Wednesday, April 30, 2008

Risk is a scalar, not a vector

A pernicious reaction to failures is to add factors and nuance, not simplify and integrate. That is, an additional risk measure, or an additional risk oversight group. But risk is a scalar, not a vector. The problem with risk as a vector, that is, a set of numbers like {3.14, 2,73, 1.41} is that it's relevance is left as an exercise for the reader. Thus, one number can be high, another low. Should one look at the 'worst' number? Average all the numbers? Throw out the high and low numbers? In general, such a bevy of numbers leads to some being above average, others below. Indeed, as the risk vector grows over time, invariably some are above average because reviewers love to give everyone some marks that need improving, and some that give the reviewed some encouragement.

The famous 1987 space shuttle disaster involved, with hindsight, the serious error of flying during low temperatures that were known to cause problems with the O-rings. Now, this issue was raised as part of the review process, with about a hundred other such 'mission critical' risks. Of course, it was overridden. A good risk number should go off rarely, so when it does go off, you respond. Otherwise, it's like the 'check engine' light on a crappy car: everyone thinks the light is broken, not the engine (and they are usually right).

Take the UBS case. They have Group Internal Audit, Business Group Management, GEB Risk Group Subcommittee, Group Head of Market Risk, Group Chief Credit Officer, UBS IB Risk & Governance Committee, IB Business Unit Control and IB Risk Control, UBS Group Risk Reporting, Audit Committee, IB Business Unit Control. I could be missing some. This clusterpuck of groups is a recipe for disaster, because tricky issues are generally left for someone else. Lots of groups, and their opinions, is isomorphic to having a risk vector, not a risk scalar. For example, the VAR for subprime used only a 10-day horizon, and was based on only the past 5 years of daily data. Who's idea was that? Who is accountable? I bet somewhere you will find someone who made the appropriate criticism, but in the end, they were ignored. Basically, if some one person can't see how the risk of a product in its entirety, and report this to the CEO, who can understand what is being said, this company should not do these things.

Take the Moody's response to the subprime mess. They suggest that perhaps, for structured credits, they Moody's mentions they could supplement their structured credit grades with something that gives additional information, say, AAA.v2. As Cantor and Kimball note in their February 2008 Special Comment, "Should Moody’s Consider Differentiating Structured Finance and Corporate Ratings?":
The additional credit characteristics could be conveyed through symbols that would not be physically appended to the rating but instead provided in separate data fields, analogous to other existing rating signals such as rating outlooks and watchlists. This approach would avoid entanglement with the existing rating system – a potential issue for both rating agencies and users of ratings data – and would encourage the addition of more information content over time because such information would not have to be appended to the rating itself.
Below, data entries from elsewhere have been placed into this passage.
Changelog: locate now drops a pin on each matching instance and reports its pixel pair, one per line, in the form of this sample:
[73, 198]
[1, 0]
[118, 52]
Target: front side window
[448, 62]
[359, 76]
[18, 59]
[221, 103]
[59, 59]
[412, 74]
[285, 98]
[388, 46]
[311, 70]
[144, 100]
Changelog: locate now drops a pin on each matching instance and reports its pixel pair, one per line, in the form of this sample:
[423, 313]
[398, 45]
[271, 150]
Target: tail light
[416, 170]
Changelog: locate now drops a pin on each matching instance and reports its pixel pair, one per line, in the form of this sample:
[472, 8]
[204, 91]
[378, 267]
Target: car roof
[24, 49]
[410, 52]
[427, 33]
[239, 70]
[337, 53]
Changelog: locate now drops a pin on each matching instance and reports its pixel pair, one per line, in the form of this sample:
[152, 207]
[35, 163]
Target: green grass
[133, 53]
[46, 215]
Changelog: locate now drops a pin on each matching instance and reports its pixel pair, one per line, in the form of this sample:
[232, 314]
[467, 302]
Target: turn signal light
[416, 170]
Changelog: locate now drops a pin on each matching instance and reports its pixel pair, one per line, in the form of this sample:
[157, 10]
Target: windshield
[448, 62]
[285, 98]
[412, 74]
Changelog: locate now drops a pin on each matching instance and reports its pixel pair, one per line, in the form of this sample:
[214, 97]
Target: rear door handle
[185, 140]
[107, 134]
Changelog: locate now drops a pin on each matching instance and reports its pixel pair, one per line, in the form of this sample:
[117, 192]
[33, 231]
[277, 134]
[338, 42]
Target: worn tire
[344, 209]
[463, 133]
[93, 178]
For example, an issue could have a “Aaa rating, with a ratings transition risk indicator of v1, with a data quality indicator of q3, and a model complexity indicator of m2."
A single group, with a single number, such as a properly constructed VAR or Moody's rating, is very informative because it is unambiguous. Such a number should have lots of documentation that mentions how different risk factors were addressed, but at the end of the day, risk, like return, is a single number. I know caricatures of Value-at-Risk are pointless, but those errors are rectifiable within the framework: fat tails, long holding periods, absence of specific historical data. The nice thing about it is that when its wrong, its wrong, and people and methodologies can be held accountable. But a vector can alway be right, if you just would have looked at the various signals that were bad. Risk measurement is about creating an unambiguous evaluation, so that it can be compared directly to another business line, without all sorts of qualifications. Eventually, you have to explain this to 60-something senior management, and while they should have some level of knowledge, they shouldn't have to integrate 10 risk group's findings on risk reports that each contain 5 numbers and lots of qualitative nuance. That's how UBS lost $37B.